GE Capital Mortgage Insurance is teaming up with a nonprofit group to enable consumers with clean credit records to buy homes with no money down.
Under the new program, the National Association of Housing Partnerships puts its own money at risk and provides counseling services to the borrower, to mitigate the risk to the General Electric Co. unit.
Lenders have long toyed with the concept of providing mortgages without equity. Down payment requirements have served as a barrier to homeownership, "and they don't work to keep people in a home," said Kirk G. Willison, senior vice president at Countrywide Home Loans.
But 100% home financing is tricky, because the extra risk has to be absorbed somehow. Fannie Mae and Freddie Mac will not buy loans with less than 20% down unless they come with mortgage insurance. And mortgage insurers are prohibited in most states from insuring loans with less than 3% down.
In GE's program, the nonprofit group will guarantee the first 3% of the loan. If loans fall 20 days past due, GE will immediately notify the group through the Internet, so it can intervene.

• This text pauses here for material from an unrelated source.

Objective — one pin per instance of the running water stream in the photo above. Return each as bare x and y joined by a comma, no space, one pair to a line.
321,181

To compensate, NAHP gets an up- front 50-basis-point fee from the lender and an annual service fee from GE.
"We regard this risk as considerably better than a normal 97% loan-to- value," said Mark Goldhaber, vice president of affordable housing at GE Capital Mortgage Insurance, citing the borrowers' high credit scores.
Nevertheless, the borrower pays an insurance premium 6 basis points higher than what is normally charged for a 97% loan-to-value loan, so GE can in turn pay the NAHP's fee.
Because of the nonprofit group's role as a credit counselor, "If the borrower does get into trouble they will view NAHP as a welcome help, not another phone call to dodge," Mr. Goldhaber said.
Thomas Bledsoe, president of the NAHP, expects that $500 million of loans will be originated under the new program this year, and that once it is in full swing, volume will be $1 billion per year. So far Countrywide is the only lender to sign up.
Bear Stearns and another GE unit, GE Capital Mortgage Services, will buy and securitize the loans originated in the new program. Fannie and Freddie will not, but GE executives say they are hopeful this will change.
GE's insurance unit rolled out a similar zero-down program last year, in which the riskiest 3% is held by an affiliate of the lender. But that did not work for Countrywide and other mortgage banks, which are reluctant to hold loans in portfolio, Mr. Willison said.